— Un contexte étouffant
L’année 2000, en Russie, faisait pressentir les 10 ans du renouveau. Cette année-là, lors de la tragédie du Koursk où périrent 118 sous-mariniers russes, Poutine était au pouvoir depuis trois mois, et si l’on comprend qu’il aurait voulu incarner l’entrée de la Russie dans une nouvelle ère en même qu’un nouveau millénaire, on pourrait aussi croire que deux décennies l’ont assoupli depuis ce désastre qui fragilisa son jeune mandat. Pourtant, si Besson a dû amener le budget et le port de Toulon sur la table, c’est parce que l’administration russe, encore en 2017, a fait des siennes : on était frileux quant à rouvrir la vieille enquête en 133 volumes, réalisée en secret, qui révélait la défectuosité du matériel et les erreurs humaines, pas admises à l’international à l’époque.

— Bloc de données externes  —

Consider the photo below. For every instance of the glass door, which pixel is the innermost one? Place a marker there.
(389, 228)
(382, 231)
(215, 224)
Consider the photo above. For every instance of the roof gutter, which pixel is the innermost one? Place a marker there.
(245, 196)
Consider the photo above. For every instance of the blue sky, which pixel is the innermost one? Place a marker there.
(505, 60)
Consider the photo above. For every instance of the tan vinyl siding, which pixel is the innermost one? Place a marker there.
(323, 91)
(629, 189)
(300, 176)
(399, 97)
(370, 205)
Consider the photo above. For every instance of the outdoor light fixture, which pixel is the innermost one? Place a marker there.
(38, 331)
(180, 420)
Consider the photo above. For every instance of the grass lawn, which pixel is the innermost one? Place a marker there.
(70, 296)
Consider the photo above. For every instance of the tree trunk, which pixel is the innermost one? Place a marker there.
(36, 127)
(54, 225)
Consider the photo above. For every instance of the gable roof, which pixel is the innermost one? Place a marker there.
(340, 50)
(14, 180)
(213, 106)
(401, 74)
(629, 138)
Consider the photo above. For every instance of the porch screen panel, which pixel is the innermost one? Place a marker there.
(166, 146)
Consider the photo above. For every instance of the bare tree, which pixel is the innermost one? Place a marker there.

La Russie a toujours été un pays orgueilleux ; aussi, il n’est pas très étonnant d’avoir dû en faire un film d’orgueil. Ce n’est d’ailleurs pas le seul symptôme des dissensions post-URSS dans Kursk : Poutine devait initialement faire partie du scénario tout comme il a fait partie de l’histoire vraie, mais son personnage a été écarté pour des raisons politiques (ou plutôt la réticence de Besson quant à évoquer, justement, cet aspect politique). Bref, le film n’a plus de russe que le nom du réalisateur initialement attaché au projet, Martin Zandvliet, qui, comme son nom ne l’indique pas, est en fait danois lui aussi.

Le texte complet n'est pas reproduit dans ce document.